Tubthumping

A place to rant.

Wednesday, January 03, 2007

Virtualization

Anyone paying attention to the usual sources knows that virtualization has become the next best thing since virtual memory, before which multiple programs on your computer used to stomp all over each other. One thing I don't understand is: why virtualization?

Here are some of the benefits commonly cited for virtualization:
  • Server consolidation (moving applications that used to run on several physical machines onto one box). This is probably the biggest single reason, but it assumes that you can't run more than one serious application on an OS instance. While this may be true for some (even many) platform/app combinations, this is not an inherent problem for an OS. It seems like the simpler, more performant and elegant solution is to build better OS abstractions and systems for managing installed software so that this isn't a problem.
  • Sandboxing applications (for isolating faults, and for security). How is it not the job of the OS to keep applications from stomping on each others' toes, intentionally or otherwise?
  • Resource management (limits and guarantees). This is supposed to be one of the OS's main jobs!
There are many others, but I think you get my point: all of them should be done at the OS level, rather than adding a new layer to the stack (particularly one which is opaque to the real OS, which used to have full control over the system).

But why do these things in the OS? It seems analogous to most other elements of the monolithic kernel. Because the OS is already a mature environment. We already have tools like ps(1) to list processes, debuggers like mdb to debug the kernel, etc. People have had to develop a separate infrastructure for managing and debugging VMs and VMMs, and it hasn't been easy. Moreover, in most use-cases today, OS's are not even aware that they're not running on the "bare metal" - if they were (which is the case with paravirtualization), perhaps they could make much better performance decisions.

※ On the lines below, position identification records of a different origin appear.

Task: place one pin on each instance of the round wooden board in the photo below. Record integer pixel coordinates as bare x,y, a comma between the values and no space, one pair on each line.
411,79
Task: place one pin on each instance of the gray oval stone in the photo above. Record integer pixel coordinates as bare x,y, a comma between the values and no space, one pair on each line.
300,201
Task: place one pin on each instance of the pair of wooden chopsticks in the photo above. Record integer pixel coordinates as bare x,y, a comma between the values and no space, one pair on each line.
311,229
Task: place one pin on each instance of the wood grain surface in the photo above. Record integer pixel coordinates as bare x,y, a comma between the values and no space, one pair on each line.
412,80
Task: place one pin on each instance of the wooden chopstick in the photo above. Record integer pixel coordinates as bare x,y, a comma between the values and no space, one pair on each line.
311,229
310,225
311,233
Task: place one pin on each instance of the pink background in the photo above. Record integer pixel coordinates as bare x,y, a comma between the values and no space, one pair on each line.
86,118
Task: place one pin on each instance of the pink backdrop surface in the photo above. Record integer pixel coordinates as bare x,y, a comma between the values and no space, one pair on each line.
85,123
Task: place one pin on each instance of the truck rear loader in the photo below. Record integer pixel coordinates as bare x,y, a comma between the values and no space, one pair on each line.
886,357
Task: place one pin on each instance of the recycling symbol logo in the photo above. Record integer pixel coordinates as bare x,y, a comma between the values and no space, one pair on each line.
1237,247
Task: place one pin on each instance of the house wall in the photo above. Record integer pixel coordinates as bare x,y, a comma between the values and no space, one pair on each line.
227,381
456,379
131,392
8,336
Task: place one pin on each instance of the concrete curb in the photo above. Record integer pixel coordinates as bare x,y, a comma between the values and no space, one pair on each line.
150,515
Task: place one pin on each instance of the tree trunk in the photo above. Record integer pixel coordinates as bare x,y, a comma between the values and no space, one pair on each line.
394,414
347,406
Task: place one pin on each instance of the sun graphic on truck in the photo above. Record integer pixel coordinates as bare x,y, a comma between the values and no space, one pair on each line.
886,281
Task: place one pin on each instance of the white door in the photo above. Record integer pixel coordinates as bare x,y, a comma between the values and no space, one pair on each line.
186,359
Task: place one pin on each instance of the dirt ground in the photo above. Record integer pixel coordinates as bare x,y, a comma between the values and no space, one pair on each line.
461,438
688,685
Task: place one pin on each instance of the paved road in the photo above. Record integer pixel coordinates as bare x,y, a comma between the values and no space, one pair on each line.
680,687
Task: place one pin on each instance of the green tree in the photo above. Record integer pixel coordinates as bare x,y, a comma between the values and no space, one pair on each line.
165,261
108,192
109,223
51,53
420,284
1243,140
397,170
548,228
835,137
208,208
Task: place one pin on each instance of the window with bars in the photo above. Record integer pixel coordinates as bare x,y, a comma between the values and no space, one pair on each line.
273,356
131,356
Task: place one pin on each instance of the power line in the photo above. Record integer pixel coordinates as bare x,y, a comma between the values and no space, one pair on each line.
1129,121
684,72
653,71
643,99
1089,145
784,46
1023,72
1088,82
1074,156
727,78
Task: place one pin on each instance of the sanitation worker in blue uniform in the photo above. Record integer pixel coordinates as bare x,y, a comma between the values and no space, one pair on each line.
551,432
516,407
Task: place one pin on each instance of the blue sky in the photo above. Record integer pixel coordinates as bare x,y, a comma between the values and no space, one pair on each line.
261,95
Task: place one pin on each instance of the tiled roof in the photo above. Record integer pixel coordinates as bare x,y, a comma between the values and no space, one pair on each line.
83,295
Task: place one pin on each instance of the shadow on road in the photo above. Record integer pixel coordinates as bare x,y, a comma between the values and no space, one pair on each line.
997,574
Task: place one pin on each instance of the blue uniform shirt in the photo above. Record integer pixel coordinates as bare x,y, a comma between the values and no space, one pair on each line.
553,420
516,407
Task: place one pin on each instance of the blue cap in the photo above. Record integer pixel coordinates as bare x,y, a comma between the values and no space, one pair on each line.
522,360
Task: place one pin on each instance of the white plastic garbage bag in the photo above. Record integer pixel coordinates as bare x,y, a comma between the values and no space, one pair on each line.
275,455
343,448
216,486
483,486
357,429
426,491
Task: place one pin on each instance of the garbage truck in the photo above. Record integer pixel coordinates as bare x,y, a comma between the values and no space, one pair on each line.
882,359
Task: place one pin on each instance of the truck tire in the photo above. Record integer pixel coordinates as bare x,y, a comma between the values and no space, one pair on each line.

And if there weren't such a separation, there could be some real opportunity to innovate in what is now the hypervisor/OS interface.

At least there's reasonable support for the idea of virtualization technologies in the OS. Solaris 10 introduced Zones (the article is skeptical, but technically good), which sort of behave like very lightweight virtualization containers. And Linux is adding something called the Kernel-based virtual machine, which is a more complete solution inside the system.